First, let's import our essential libraries and load the Titanic dataset.

In [None]:
# Import essential libraries
import pandas as pd
import numpy as np
import matplotlib.pyplot as plt
import seaborn as sns
from sklearn.model_selection import train_test_split
from sklearn.preprocessing import LabelEncoder, StandardScaler
from sklearn.ensemble import RandomForestClassifier
from sklearn.linear_model import LogisticRegression
from sklearn.metrics import accuracy_score, classification_report, confusion_matrix
import warnings
warnings.filterwarnings('ignore')

# Set up plotting style
plt.style.use('default')
sns.set_palette("husl")

print("✅ Libraries imported successfully!")

In [None]:
# Load the Titanic dataset from seaborn (built-in dataset)
df = sns.load_dataset('titanic')
# First look at our data
print("🔍 DATASET OVERVIEW")
print(f"Shape: {df.shape} (rows, columns)")
print("\n📋 First 5 rows:")
df.head()

In [None]:
# show basic stats
print(f"🎯 Survival rate: {df['survived'].mean():.1%}")
# min, max, average, median age
print(f"📉 Min age: {df['age'].min():.1f} years")
print(f"📈 Max age: {df['age'].max():.1f} years")
print(f"📊 Median age: {df['age'].median():.1f} years")
print(f"👶 Average age: {df['age'].mean():.1f} years")


In [None]:
# Data types and basic info
print("📊 DATA TYPES & INFO:")
print(df.info())
print("\n📈 BASIC STATISTICS:")
df.describe()

In [None]:
# Check for missing values
print("❓ MISSING VALUES:")
missing_data = df.isnull().sum()
missing_pct = (missing_data / len(df)) * 100
missing_df = pd.DataFrame({
    'Missing Count': missing_data,
    'Percentage': missing_pct
}).sort_values('Missing Count', ascending=False)

print(missing_df[missing_df['Missing Count'] > 0])

### 💡 Key Insights from Data Overview:
- We have 891 passengers with 15 features
- Survival rate was 38.4% (tragic but gives us a balanced prediction problem)
- Missing data in 'age' (20%), 'embarked' (0.2%), and 'deck' (77%)
- Mix of numerical (age, fare) and categorical (sex, class) variables

## 2. Exploratory Data Analysis (EDA) (15 minutes)

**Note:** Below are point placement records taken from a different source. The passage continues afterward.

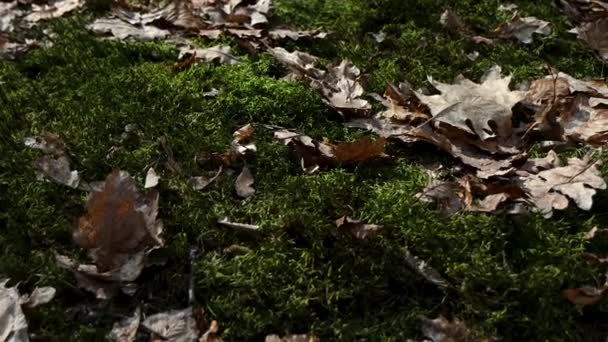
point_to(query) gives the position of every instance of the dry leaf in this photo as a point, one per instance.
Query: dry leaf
(151, 179)
(54, 9)
(442, 330)
(585, 295)
(480, 109)
(201, 182)
(175, 326)
(247, 228)
(594, 34)
(357, 229)
(278, 34)
(8, 13)
(292, 338)
(422, 268)
(126, 330)
(314, 154)
(524, 28)
(244, 183)
(551, 189)
(13, 324)
(119, 230)
(220, 53)
(119, 29)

Let's explore the data to understand what factors influenced survival.

In [None]:
# Survival distribution
fig, axes = plt.subplots(1, 2, figsize=(12, 4))

# Survival count
survival_counts = df['survived'].value_counts()
axes[0].bar(['Died', 'Survived'], survival_counts.values, color=['red', 'green'], alpha=0.7)
axes[0].set_title('Passenger Survival Distribution')
axes[0].set_ylabel('Number of Passengers')

# Survival percentage
survival_pct = df['survived'].value_counts(normalize=True) * 100
axes[1].pie(survival_pct.values, labels=['Died', 'Survived'], autopct='%1.1f%%', 
           colors=['red', 'green'])
axes[1].set_title('Survival Rate')

plt.tight_layout()
plt.show()

print(f"📊 Total passengers: {len(df)}")
print(f"🟢 Survived: {df['survived'].sum()} ({df['survived'].mean():.1%})")
print(f"🔴 Died: {(df['survived'] == 0).sum()} ({(df['survived'] == 0).mean():.1%})")

In [None]:
# Analyze survival by passenger class and gender
fig, axes = plt.subplots(1, 2, figsize=(14, 5))

# Survival by class
survival_by_class = df.groupby('class')['survived'].mean().sort_values(ascending=False)
survival_by_class.plot(kind='bar', ax=axes[0], color='skyblue')
axes[0].set_title('Survival Rate by Passenger Class')
axes[0].set_ylabel('Survival Rate')
axes[0].tick_params(axis='x', rotation=0)

# Survival by gender
survival_by_sex = df.groupby('sex')['survived'].mean().sort_values(ascending=False)
survival_by_sex.plot(kind='bar', ax=axes[1], color='coral')
axes[1].set_title('Survival Rate by Gender')
axes[1].set_ylabel('Survival Rate')
axes[1].tick_params(axis='x', rotation=0)

plt.tight_layout()
plt.show()

print("📊 SURVIVAL RATES:")
print("By Class:")
for class_name, rate in survival_by_class.items():
    print(f"  {class_name}: {rate:.1%}")
print("By Gender:")
for gender, rate in survival_by_sex.items():
    print(f"  {gender}: {rate:.1%}")

In [None]:
# Age and fare analysis
fig, axes = plt.subplots(2, 2, figsize=(15, 10))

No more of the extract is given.